É impossível falar de reparação histórica sem falar da dívida, social e econômica. Num mundo capitalista, nós iremos sim falar de dinheiro. Sem redistribuição de renda, não haverá sociedade de Bem Viver. Nos pilares da desigualdade, fome e pobreza, não há democracia efetiva. A democracia só faz sentido em uma sociedade de equidade plena.
Tudo parece impossível, tudo parece distante, até que tenhamos coragem de imaginar e construir. O capitalismo não é a ordem natural das coisas, o nosso sistema político foi imaginado, estruturado e implementado. Nenhuma estrutura social que existe hoje, existe naturalmente, tudo foi criado, e é seguindo essa lógica que precisamos radicalmente imaginar outro mundo, outro sistema político e educacional, outro modelo de segurança pública, de acesso à saúde e lazer. Não é normal e natural que a Bahia lidere os rankings de letalidade policial contra população negra. Não é normal que o Brasil lidere os índices de violência contra pessoas LGBTQIAPN+, nenhuma dessas violências é natural, elas foram implementadas e são sustentadas pela branquitude e pela elite econômica a fim de seguir nos eliminando e nos desumanizando.
Precisamos fortalecer o nosso movimento, precisamos olhar profundamente o legado das mais velhas e projetar nas mais novas o desejo de construir um futuro melhor para nós e para todas que ainda vão chegar.
Nossa responsabilidade e compromisso ancestral nos convocam a Marchar!
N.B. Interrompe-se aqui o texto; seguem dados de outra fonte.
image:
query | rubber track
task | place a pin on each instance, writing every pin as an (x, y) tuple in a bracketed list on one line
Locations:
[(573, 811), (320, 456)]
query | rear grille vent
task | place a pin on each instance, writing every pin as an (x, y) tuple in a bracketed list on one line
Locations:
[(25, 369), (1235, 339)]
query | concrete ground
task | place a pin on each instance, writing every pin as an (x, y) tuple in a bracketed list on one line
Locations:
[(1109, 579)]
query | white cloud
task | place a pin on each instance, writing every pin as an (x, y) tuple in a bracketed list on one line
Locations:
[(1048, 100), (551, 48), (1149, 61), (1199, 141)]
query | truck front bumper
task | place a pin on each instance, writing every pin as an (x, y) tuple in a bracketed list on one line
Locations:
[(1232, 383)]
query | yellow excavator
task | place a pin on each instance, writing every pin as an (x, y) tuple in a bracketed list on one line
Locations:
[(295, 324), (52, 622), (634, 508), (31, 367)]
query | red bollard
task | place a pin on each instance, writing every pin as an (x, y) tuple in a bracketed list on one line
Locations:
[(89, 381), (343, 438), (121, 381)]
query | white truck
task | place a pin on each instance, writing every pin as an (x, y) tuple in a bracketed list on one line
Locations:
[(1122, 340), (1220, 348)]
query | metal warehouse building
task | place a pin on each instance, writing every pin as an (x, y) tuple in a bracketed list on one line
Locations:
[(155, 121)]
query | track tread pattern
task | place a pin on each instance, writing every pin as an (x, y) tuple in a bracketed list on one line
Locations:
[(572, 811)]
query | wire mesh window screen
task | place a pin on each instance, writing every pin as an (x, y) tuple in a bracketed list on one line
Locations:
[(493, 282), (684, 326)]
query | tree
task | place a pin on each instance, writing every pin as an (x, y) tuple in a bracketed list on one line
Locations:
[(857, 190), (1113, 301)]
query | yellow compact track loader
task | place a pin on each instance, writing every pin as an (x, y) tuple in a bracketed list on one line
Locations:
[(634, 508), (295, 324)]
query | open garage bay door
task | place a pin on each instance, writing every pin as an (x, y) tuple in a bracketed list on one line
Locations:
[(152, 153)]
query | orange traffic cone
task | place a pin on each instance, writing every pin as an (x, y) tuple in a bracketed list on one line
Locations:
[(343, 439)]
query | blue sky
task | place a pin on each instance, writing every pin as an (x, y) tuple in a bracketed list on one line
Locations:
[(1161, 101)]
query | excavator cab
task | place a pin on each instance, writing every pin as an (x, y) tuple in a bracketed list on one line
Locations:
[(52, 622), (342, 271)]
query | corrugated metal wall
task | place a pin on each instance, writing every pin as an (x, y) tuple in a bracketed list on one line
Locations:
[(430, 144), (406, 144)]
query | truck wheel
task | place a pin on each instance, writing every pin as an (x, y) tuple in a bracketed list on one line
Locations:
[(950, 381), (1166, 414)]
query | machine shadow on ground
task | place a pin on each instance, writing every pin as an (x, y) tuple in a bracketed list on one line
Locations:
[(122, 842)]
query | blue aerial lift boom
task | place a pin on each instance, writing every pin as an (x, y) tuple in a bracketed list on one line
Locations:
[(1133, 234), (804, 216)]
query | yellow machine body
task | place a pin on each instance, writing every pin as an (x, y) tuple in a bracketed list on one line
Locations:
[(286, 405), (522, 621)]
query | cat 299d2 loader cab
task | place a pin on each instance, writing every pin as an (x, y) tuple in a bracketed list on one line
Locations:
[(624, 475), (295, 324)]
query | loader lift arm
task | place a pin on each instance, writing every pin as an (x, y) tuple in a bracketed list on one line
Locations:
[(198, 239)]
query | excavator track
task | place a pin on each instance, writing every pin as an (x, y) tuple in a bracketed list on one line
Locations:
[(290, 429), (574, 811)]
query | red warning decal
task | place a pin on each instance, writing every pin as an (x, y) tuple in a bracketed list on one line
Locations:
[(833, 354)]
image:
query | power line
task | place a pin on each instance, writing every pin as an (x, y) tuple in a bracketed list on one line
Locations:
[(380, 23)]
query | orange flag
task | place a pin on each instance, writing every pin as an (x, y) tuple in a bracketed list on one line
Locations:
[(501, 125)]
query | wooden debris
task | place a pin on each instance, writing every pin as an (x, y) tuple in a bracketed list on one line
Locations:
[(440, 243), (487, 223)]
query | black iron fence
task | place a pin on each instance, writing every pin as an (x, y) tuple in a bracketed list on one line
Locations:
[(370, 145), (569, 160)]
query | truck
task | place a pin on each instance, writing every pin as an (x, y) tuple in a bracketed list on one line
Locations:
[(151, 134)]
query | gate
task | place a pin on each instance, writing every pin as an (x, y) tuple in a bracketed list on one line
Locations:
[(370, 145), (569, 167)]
Marchar por cada jovem negro executado pela polícia militar, por nossas mais velhas que não puderam sequer sonhar, pelas que não puderam ir a escola, pelas que lavaram toneladas de roupas a beira do rio para sustentar suas casas, ir a rua e gritar pelas ancestrais que morreram sufocadas nos navios negreiros, pelas que se atiraram ao mar, marchar para que não esqueçamos dos caminhos de libertação traçados pelas líderes quilombolas no Brasil colônia. Em Brasília, seremos milhares no ayê, e seremos muitas mais no orum, nossa ancestralidade se fará em festa, como sankofa, olharemos para trás e marcaremos firmemente nossos passos no futuro.